New insights on the optimality of parameterized wiener filters for speech enhancement applications

TL;DR

This paper introduces a unified theoretical framework for noise reduction in speech enhancement, encompassing Wiener and binary masks, enabling optimal trade-offs and potential online adaptation for real-time applications.

Contribution

It provides a novel cost function that unifies various masks as optimal solutions, linking mask morphology with noise reduction and speech distortion trade-offs.

Findings

The conformable suppression mask achieves similar quality to classical Wiener filters.

The framework allows for online adaptation based on acoustic scenario variations.

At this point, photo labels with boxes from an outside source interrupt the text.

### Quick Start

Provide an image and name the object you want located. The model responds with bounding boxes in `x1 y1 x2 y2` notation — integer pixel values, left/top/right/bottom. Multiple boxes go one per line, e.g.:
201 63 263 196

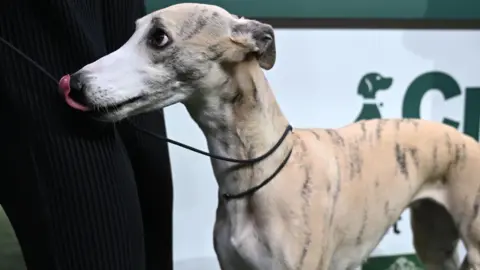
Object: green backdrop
147 0 480 20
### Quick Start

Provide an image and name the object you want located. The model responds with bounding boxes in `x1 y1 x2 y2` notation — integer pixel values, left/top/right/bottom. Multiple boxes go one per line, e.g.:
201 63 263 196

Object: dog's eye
148 28 169 49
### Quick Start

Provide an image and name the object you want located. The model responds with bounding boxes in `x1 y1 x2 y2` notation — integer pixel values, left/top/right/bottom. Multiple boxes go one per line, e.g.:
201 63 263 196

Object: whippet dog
61 3 480 270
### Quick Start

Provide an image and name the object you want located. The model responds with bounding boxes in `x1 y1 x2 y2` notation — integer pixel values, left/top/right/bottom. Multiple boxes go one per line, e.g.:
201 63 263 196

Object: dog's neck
185 61 292 197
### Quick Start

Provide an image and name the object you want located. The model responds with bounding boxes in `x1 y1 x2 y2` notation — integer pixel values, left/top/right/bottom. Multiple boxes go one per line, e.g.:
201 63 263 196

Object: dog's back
296 119 480 269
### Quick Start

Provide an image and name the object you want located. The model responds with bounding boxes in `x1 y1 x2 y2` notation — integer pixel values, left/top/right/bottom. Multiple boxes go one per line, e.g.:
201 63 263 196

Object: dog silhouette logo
355 72 393 122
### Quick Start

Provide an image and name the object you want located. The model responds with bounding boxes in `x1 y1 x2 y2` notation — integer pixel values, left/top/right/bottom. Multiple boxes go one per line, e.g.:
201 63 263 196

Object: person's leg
118 112 173 270
0 118 145 270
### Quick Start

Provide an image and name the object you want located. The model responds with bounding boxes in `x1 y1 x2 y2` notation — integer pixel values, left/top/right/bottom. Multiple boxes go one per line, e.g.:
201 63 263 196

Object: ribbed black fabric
0 0 172 270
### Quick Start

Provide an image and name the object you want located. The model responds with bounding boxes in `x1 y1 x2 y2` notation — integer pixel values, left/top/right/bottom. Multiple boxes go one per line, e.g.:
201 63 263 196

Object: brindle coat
72 4 480 270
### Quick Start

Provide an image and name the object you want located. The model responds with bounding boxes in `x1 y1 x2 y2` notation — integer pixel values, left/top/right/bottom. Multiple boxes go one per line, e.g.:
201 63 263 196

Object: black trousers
0 0 173 270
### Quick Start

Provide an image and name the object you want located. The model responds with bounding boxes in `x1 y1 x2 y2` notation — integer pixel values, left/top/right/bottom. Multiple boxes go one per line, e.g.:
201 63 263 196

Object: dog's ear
230 18 276 70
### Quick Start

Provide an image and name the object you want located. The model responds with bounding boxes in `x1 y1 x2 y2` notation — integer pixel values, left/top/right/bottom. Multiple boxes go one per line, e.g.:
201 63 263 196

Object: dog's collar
222 131 293 201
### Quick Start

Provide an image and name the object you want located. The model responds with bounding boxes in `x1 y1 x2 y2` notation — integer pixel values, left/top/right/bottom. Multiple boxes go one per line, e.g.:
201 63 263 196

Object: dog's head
357 72 393 99
60 3 275 121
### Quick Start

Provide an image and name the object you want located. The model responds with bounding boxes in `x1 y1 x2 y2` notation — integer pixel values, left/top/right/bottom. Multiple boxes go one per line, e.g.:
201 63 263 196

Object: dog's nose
69 73 88 108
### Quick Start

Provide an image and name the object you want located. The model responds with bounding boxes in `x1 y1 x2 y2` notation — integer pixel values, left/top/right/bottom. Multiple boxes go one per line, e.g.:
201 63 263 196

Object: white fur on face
79 15 191 120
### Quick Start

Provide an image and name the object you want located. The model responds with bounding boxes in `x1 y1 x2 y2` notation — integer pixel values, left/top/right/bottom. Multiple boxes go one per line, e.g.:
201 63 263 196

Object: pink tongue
58 74 90 112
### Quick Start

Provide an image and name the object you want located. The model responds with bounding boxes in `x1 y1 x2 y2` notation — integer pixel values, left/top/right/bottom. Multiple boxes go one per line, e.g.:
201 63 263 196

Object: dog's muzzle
58 74 91 112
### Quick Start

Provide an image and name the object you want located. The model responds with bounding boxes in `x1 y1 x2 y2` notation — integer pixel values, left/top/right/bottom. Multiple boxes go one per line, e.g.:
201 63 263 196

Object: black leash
0 34 293 200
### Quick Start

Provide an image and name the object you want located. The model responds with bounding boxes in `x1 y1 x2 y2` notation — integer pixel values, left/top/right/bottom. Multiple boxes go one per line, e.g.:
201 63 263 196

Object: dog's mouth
59 75 146 116
92 96 145 113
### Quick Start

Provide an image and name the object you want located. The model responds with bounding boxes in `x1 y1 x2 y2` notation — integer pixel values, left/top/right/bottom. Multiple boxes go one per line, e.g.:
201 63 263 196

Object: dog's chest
330 236 381 270
214 208 285 270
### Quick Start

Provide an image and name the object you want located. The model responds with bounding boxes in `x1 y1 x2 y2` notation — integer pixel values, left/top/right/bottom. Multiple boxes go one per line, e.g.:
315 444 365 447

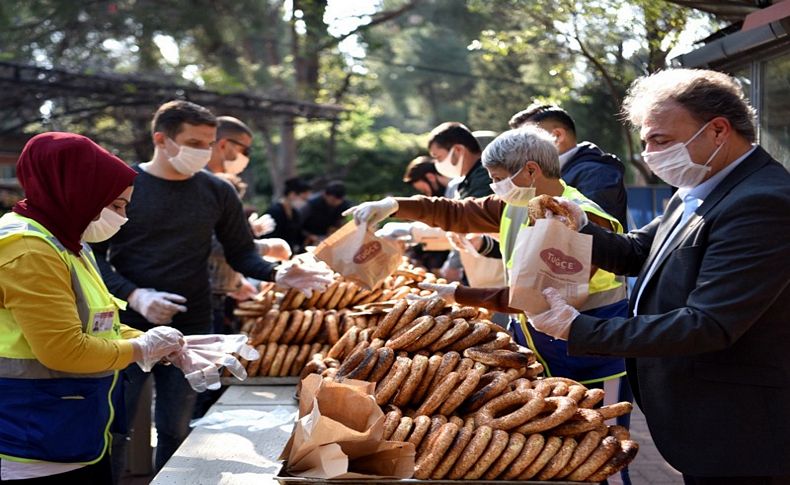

Potential applications include hearing aids and cochlear implants.

Abstract

This work presents a unified framework for defining a family of noise reduction techniques for speech enhancement applications. The proposed approach provides a unique theoretical foundation for some widely-applied soft and hard time-frequency masks, which encompasses the well-known Wiener filter and the heuristically-designed Binary mask. These techniques can now be considered as optimal solutions of the same minimization problem. The proposed cost function is defined by two design parameters that not only establish a desired trade-off between noise reduction and speech distortion, but also provide an insightful relationship with the mask morphology. Such characteristic may be useful for applications that require online adaptation of the suppression function according to variations of the acoustic scenario. Simulation examples indicate that the derived conformable suppression mask has approximately the same quality and intelligibility performance capability of the classical heuristically-defined parametric Wiener filter. The proposed approach may be of special interest for real-time embedded speech enhancement applications such as hearing aids and cochlear implants.